“Current data-based methods of analysis and predictive models are insufficient – big data is able to remedy this. ”
– Dr. Alexander Lenk
Pass/fail decisions by faculty are mostly based on the ability of students to pass or fail prior to (Angoff) or post standard setting (Borderline Regression Analysis) criteria developed by faculty. Standard setting is a critical part of educational, licensing and certification testing. But outside of the cadre of practitioners, this aspect of test development is not well understood. Standard setting is the methodology used to define levels of achievement or proficiency and the cut-scores corresponding to those levels. A cut-score is simply the score that serves to classify the students whose score is below the cut-score into one level and the students whose score is at or above the cut-score into the next and higher level.
Prior standard setting in education is linked to the assumption of the ability/proficiency of students in performing a certain task according to specific level. However, whether a student or applicant is competent in performing a certain task/job depends on the combination of knowledge, skills and attitudes. Educational decision making is about the decision of whether a student/applicant is able to perform and likely to be proficient in their future job. Data analysis must be a part of the assessment process.
Are cut-scores appropriately set?
Unless cut-scores are appropriately set, the results of any assessment could come into question. Do single cut-scores of examinations predict future outcome in terms of whether a professional is fit for a job? Clearly, unless the cut-scores are appropriately set, the results of the assessment could come into question as they may be used to predict future performance such as, proficiency levels. For that reason, standard setting is a critical component of the test development process and, moreover, the interpretation and decisions around these cut-scores need to be well understood.
What is the observed score and the true score?
If we standard set an examination we assume the observed score represents the true ability of the examinee to pass the test. However, the observed score of the examinee represents the ability to do the test at that point in time. The observed score, the score we obtained from a student, applicant or examinee, represents a score out of the universe of potential scores. Furthermore, whether examinees pass or fail for a single item or a subset of items, tasks depend on the difficulty of these items, for example the mood of the examiner observing the examinee performing the task.
If we don’t take the error around the true score into account we might make the wrong decision on whether that examinee should pass or fail that specific test. Not to mention a combination of tests (and error around those tests) used to determine future performance or likely proficiency in certain high stakes jobs. By identifying the sources of error through smart data analysis we are able to improve our test battery/portfolio. Smart data analysis provides insight into whether an examinee is likely to be proficient in their future career.

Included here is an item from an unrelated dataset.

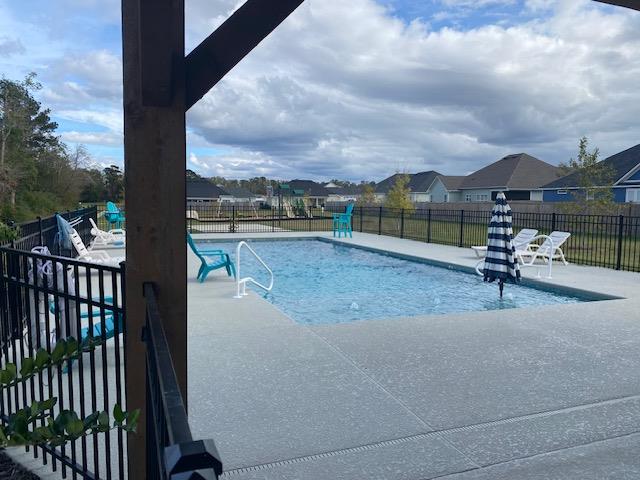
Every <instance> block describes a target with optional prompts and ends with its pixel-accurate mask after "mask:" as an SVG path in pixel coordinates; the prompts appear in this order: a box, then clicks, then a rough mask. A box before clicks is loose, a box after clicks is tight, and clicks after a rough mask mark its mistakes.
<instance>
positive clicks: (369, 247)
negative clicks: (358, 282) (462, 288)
mask: <svg viewBox="0 0 640 480" xmlns="http://www.w3.org/2000/svg"><path fill="white" fill-rule="evenodd" d="M277 236H278V237H317V236H322V237H327V236H328V235H327V234H326V233H321V234H300V233H296V234H284V233H278V234H277ZM246 237H250V238H257V237H266V238H269V237H272V235H270V234H266V235H260V234H251V235H248V234H244V235H242V234H240V235H235V234H223V235H217V236H216V235H206V236H196V238H200V239H203V238H221V239H224V240H227V241H228V240H230V239H232V238H235V239H241V238H246ZM341 241H345V242H347V243H352V244H357V245H359V246H361V247H366V248H369V249H380V250H386V251H391V252H395V253H398V254H402V255H404V256H412V257H420V258H426V259H430V260H432V261H437V262H443V263H447V264H451V265H455V266H456V267H458V268H463V269H470V268H472V267H473V265H475V262H476V260H475V259H474V254H473V252H472V251H471V250H470V249H458V248H455V247H446V246H441V245H433V244H425V243H420V242H414V241H410V240H401V239H397V238H391V237H380V236H377V235H367V234H355V233H354V238H353V240H341ZM467 250H468V251H467ZM197 266H198V264H197V259H196V258H195V257H194V256H192V255H190V257H189V275H190V280H189V409H190V412H189V413H190V423H191V426H192V429H193V431H194V436H196V437H199V438H213V439H214V440H215V441H216V444H217V446H218V449H219V451H220V454H221V456H222V460H223V463H224V465H225V472H226V473H225V478H238V479H265V480H266V479H328V478H339V479H415V480H423V479H430V478H436V477H443V476H444V477H445V478H451V479H455V480H470V479H473V480H480V479H482V480H485V479H486V480H488V479H505V480H506V479H529V478H531V479H533V478H536V479H538V478H550V479H552V478H553V479H555V478H557V479H580V480H582V479H594V480H595V479H608V478H611V479H614V478H615V479H625V478H629V479H630V478H640V459H638V455H637V451H638V447H640V433H639V432H640V368H639V367H640V353H639V352H640V318H639V317H638V315H639V314H638V312H640V295H639V294H640V275H638V274H634V273H629V272H616V271H612V270H606V269H599V268H592V267H578V266H573V265H570V266H568V267H565V266H562V265H557V266H556V267H554V275H553V277H554V278H553V279H552V280H551V281H549V280H546V279H536V278H535V277H536V273H537V272H536V271H535V269H533V270H525V271H524V272H523V274H524V276H525V278H527V279H530V280H532V281H540V282H545V283H551V284H552V285H554V286H557V285H560V286H563V287H570V288H572V289H578V290H582V291H591V292H595V293H598V294H601V295H606V296H614V297H620V299H617V300H606V301H597V302H588V303H581V304H571V305H552V306H544V307H535V308H526V309H518V310H501V311H488V312H472V313H464V314H456V315H438V316H418V317H410V318H400V319H397V318H396V319H388V320H367V321H360V322H352V323H345V324H338V325H322V326H314V327H307V326H303V325H298V324H296V323H295V322H293V321H292V320H291V319H290V318H288V317H287V316H286V315H284V314H283V313H282V312H281V311H280V310H278V309H277V308H275V307H274V306H273V305H271V304H270V303H268V302H267V301H265V300H264V299H262V298H261V297H260V296H258V295H256V294H255V293H251V295H250V296H249V297H247V298H245V299H242V300H236V299H233V298H232V296H233V294H234V287H235V285H234V283H233V282H232V281H231V280H230V279H229V278H228V277H226V275H222V274H215V275H211V276H210V279H208V280H207V281H206V282H205V283H203V284H199V283H197V282H195V280H193V278H194V277H195V272H196V271H197ZM544 274H545V272H544V271H543V272H542V275H544ZM369 288H375V286H369Z"/></svg>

Are cut-scores appropriately interpreted?
The SEM represents the Quality Assurance of your data set. The observed score plus or minus the SEM provides insight in the confidentiality interval in which the true ability of the candidate to pass or fail the test can be expected. Using 1 SEM, you are 68% sure the true score will be in between the observed score plus or minus 1 SEM. In other words, the examinee’s true ability on the test is in between the observed score plus 1 SEM and the observed score minus 1 SEM. There is still a 32% chance false positive students have passed the test where they should not pass, coming through the test for the wrong reasons. The same goes for false negatives. In this case, students failed but their true ability score could have been a pass score if the test would have been repeated multiple times.
In terms of high stakes decisions in Medicine, Health Sciences, the Police and Army Forces and the Ambulance Service, it would be preferable to have a decision with a 95% confidence interval. There would be a high risk associated with someone passing the test who should have failed. In the latter case, the true score is in between 2 times (1.96 actually) the SEM above and below the actual observed score of the examinee. If the lower bound of the confidence interval passes the actual cut-score set or in other words is below the cut-score, the examinee should be considered as a fail. Another way of interpreting the cut-score correctly is by adding the 2*SEM to the cut-score to prevent false positive scores (students who pass that should have been considered as a fail due to error).
What is Smart Data Analysis?
A symposium session at this year’s AMEE conference was titled “Understanding student behaviour: The role of digital data”. This left me wondering about the reliability of the initial data used for big data analysis. We will soon publish research which shows the Standard Error of Measurement of 9 European Universities differs considerably. In this study, the error margins of the 95% Confidence Intervals vary up to 22% below and above the observed score. During this session, many questions were asked about this ‘big data’, for example, which data specifically, how secure is it etc.
In my opinion, we need to move on from big data analysis to SMART Analysis. In my work with Qpercom, we will focus on those scores above the 68% e.g. 95% Confidence Interval (of any exam), in between the 1 and/or 2 SEM, and below the 1 or 2 SEM borders. The predictive value (good marks predict good doctorship) might well be different for each of these outcome levels. An enhancement to our current systems, Qpercom Analyse, will provide this analysis with multiple presentation options to share within teams. Whilst it is not always a prioritised or favoured outcome, students deserve standard setting and quality assurance from their assessors.